Résumons: la manifestation du circuit des Remparts à Angoulême, lorsque vous y êtes allé une fois dans votre vie, vous n’avez qu’une envie - y revenir -, et lorsque vous y êtes, vous rêvez que cela ne s’arrête jamais. Dans la cité charentaise, il plane un air de douce France. Début septembre, la météo est souvent clémente. Cette année, c’était le cas. La ville est en fête, au diapason de l’automobile. Les commerçants jouent le jeu, mettant leurs vitrines aux couleurs de l’événement. Le concours d’élégance a lieu le vendredi soir sur une place du centre-ville. Cela ne manque pas d’allure: les Bugatti 35 trouvent refuge dans la cour intérieure de l’hôtel de ville.
Certes, les grincheux trouveront sans doute que ces machines pétaradantes dérangent leurs habitudes et entravent la circulation mais la manifestation participe à l’activité économique de la région et, le patrimoine automobile mérite qu’une rencontre en ville soit maintenue. Autrefois l’une des manches phares de championnats internationaux, Pau a disparu des calendriers. Le rendez-vous d’Angoulême reste donc le dernier à se dérouler en ville. L’esprit est bon enfant. L’ambiance décontractée. Ici, les pilotes n’ont rien à gagner. Avec les murs et les rails jamais très loin, ils ont d’ailleurs plus à perdre. L’automobile est célébrée sous toutes ses formes: anciennes et modernes communient autour d’une passion commune. L’organisateur ne fait pas de différenciation.
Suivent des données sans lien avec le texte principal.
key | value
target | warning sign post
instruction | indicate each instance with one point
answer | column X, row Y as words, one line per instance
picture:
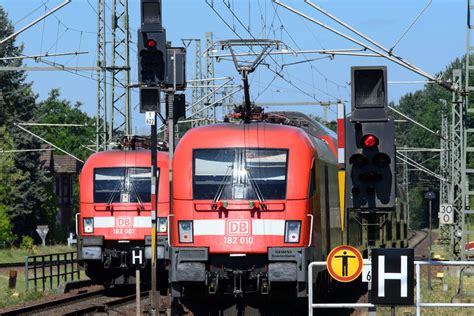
column 345, row 263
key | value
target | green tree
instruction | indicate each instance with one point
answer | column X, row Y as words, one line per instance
column 9, row 177
column 425, row 107
column 55, row 110
column 59, row 111
column 31, row 199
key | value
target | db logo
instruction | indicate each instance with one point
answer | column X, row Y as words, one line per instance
column 238, row 227
column 123, row 222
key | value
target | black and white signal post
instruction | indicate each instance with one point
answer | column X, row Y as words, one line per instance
column 160, row 67
column 392, row 276
column 151, row 75
column 138, row 262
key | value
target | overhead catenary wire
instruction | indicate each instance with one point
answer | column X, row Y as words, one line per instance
column 411, row 25
column 275, row 72
column 389, row 56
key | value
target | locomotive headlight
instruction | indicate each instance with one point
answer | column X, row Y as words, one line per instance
column 292, row 231
column 162, row 224
column 88, row 225
column 185, row 231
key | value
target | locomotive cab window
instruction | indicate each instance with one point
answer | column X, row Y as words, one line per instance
column 240, row 174
column 115, row 185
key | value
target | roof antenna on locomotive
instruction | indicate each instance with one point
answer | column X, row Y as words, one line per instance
column 246, row 63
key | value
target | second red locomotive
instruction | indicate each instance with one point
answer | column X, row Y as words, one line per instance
column 115, row 213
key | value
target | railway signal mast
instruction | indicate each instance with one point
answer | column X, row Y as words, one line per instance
column 370, row 149
column 151, row 74
column 160, row 67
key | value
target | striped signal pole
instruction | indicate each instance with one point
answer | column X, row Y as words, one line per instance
column 154, row 298
column 341, row 121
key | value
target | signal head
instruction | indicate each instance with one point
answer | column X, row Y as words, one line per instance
column 151, row 43
column 370, row 141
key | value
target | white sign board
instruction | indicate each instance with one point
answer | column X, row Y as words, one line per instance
column 446, row 214
column 367, row 273
column 150, row 118
column 42, row 231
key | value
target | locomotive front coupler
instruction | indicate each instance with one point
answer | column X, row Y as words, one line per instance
column 212, row 283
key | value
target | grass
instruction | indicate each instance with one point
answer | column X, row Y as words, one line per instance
column 438, row 295
column 18, row 255
column 19, row 295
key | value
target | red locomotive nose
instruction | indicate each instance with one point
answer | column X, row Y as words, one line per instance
column 370, row 141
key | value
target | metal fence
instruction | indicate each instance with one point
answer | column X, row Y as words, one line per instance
column 48, row 271
column 418, row 303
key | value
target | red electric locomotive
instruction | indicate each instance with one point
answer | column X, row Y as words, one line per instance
column 115, row 213
column 253, row 205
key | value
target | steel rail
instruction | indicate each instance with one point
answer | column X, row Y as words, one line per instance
column 49, row 305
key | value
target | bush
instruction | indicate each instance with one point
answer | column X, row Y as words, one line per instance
column 27, row 243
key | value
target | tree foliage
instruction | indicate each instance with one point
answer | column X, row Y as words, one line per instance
column 59, row 111
column 30, row 201
column 424, row 106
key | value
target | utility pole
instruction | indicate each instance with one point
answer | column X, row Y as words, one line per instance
column 113, row 110
column 197, row 92
column 444, row 168
column 457, row 164
column 101, row 118
column 467, row 219
column 197, row 88
column 120, row 70
column 210, row 74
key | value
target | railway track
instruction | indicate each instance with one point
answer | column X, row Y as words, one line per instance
column 112, row 302
column 97, row 301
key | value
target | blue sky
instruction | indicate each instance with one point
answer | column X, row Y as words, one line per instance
column 434, row 41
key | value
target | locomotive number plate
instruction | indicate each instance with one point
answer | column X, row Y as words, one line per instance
column 124, row 226
column 235, row 240
column 239, row 227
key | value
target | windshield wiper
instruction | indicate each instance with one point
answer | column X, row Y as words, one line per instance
column 223, row 183
column 255, row 187
column 139, row 200
column 117, row 188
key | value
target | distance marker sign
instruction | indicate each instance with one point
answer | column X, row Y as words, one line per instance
column 345, row 263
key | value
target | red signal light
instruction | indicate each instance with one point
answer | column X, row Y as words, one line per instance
column 370, row 141
column 151, row 43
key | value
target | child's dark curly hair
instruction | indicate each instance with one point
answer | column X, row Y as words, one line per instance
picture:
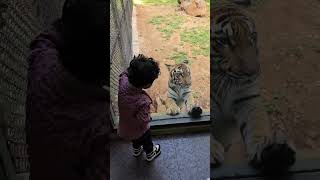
column 143, row 71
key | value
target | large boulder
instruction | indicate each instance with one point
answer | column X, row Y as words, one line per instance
column 197, row 8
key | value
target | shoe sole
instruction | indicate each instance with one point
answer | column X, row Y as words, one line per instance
column 149, row 160
column 137, row 155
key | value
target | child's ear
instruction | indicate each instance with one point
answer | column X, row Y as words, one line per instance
column 186, row 61
column 169, row 67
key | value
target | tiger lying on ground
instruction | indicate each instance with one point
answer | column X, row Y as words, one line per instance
column 179, row 92
column 235, row 98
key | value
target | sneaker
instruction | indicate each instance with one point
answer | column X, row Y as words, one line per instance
column 137, row 152
column 155, row 153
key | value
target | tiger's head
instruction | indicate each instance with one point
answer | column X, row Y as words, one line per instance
column 234, row 42
column 180, row 74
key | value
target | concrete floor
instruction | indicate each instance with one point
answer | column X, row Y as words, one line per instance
column 184, row 157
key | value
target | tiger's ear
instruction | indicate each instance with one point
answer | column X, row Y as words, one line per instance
column 169, row 67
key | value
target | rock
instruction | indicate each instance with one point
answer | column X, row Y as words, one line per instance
column 197, row 8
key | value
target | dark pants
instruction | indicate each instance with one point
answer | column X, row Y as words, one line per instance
column 145, row 141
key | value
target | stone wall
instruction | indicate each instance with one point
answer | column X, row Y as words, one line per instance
column 20, row 22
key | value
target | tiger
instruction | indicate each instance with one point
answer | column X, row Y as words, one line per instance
column 235, row 98
column 179, row 92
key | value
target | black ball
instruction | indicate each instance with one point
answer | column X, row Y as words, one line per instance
column 195, row 112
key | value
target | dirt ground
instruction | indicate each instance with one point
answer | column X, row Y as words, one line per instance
column 289, row 39
column 151, row 43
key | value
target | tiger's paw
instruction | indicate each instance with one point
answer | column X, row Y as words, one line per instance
column 216, row 154
column 173, row 110
column 195, row 112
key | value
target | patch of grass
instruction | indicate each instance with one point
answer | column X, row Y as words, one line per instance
column 157, row 20
column 167, row 25
column 270, row 108
column 199, row 38
column 179, row 56
column 196, row 94
column 155, row 2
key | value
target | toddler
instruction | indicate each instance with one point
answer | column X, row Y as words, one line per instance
column 134, row 105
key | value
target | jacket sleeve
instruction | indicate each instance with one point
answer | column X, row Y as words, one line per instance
column 143, row 113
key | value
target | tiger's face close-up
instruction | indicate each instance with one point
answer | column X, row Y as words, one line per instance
column 234, row 42
column 180, row 74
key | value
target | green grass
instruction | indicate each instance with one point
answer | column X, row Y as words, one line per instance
column 167, row 25
column 156, row 2
column 196, row 95
column 199, row 38
column 179, row 56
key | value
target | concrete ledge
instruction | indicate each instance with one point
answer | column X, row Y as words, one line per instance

Le samedi, un rallye touristique est d’ailleurs organisé dans la campagne environnante. Chacun des trois plateaux mène sa vie. «Nous préparons trois road-book différents pour éviter que trop de véhicules se retrouvent sur les mêmes routes», explique Jean-Marc Laffont, l’organisateur. Les 19 ancêtres ont le leur, les quelque 80 véhicules de 1920 à 1959 et les 200 véhicules représentant une période plus récente aussi. Cette année, tout ce petit monde s’est retrouvé pour déjeuner au château de la Mercerie, à Magnac. Même si les road-books ne sont pas dévoilés, un public nombreux se masse tout au long du parcours. La preuve que l’automobile fait toujours rêver. À l’approche de la pause déjeuner, il règne une ferveur incroyable sur le bord des routes. Des grappes d’amateurs pique-niquent à l’ombre des arbres. On croise des voitures de tous les âges dont certaines que l’on n’avait pas vues depuis longtemps. C’est le cas de certains youngtimers que l’on croyait envoyés dans la machine à broyer des primes à la casse successives.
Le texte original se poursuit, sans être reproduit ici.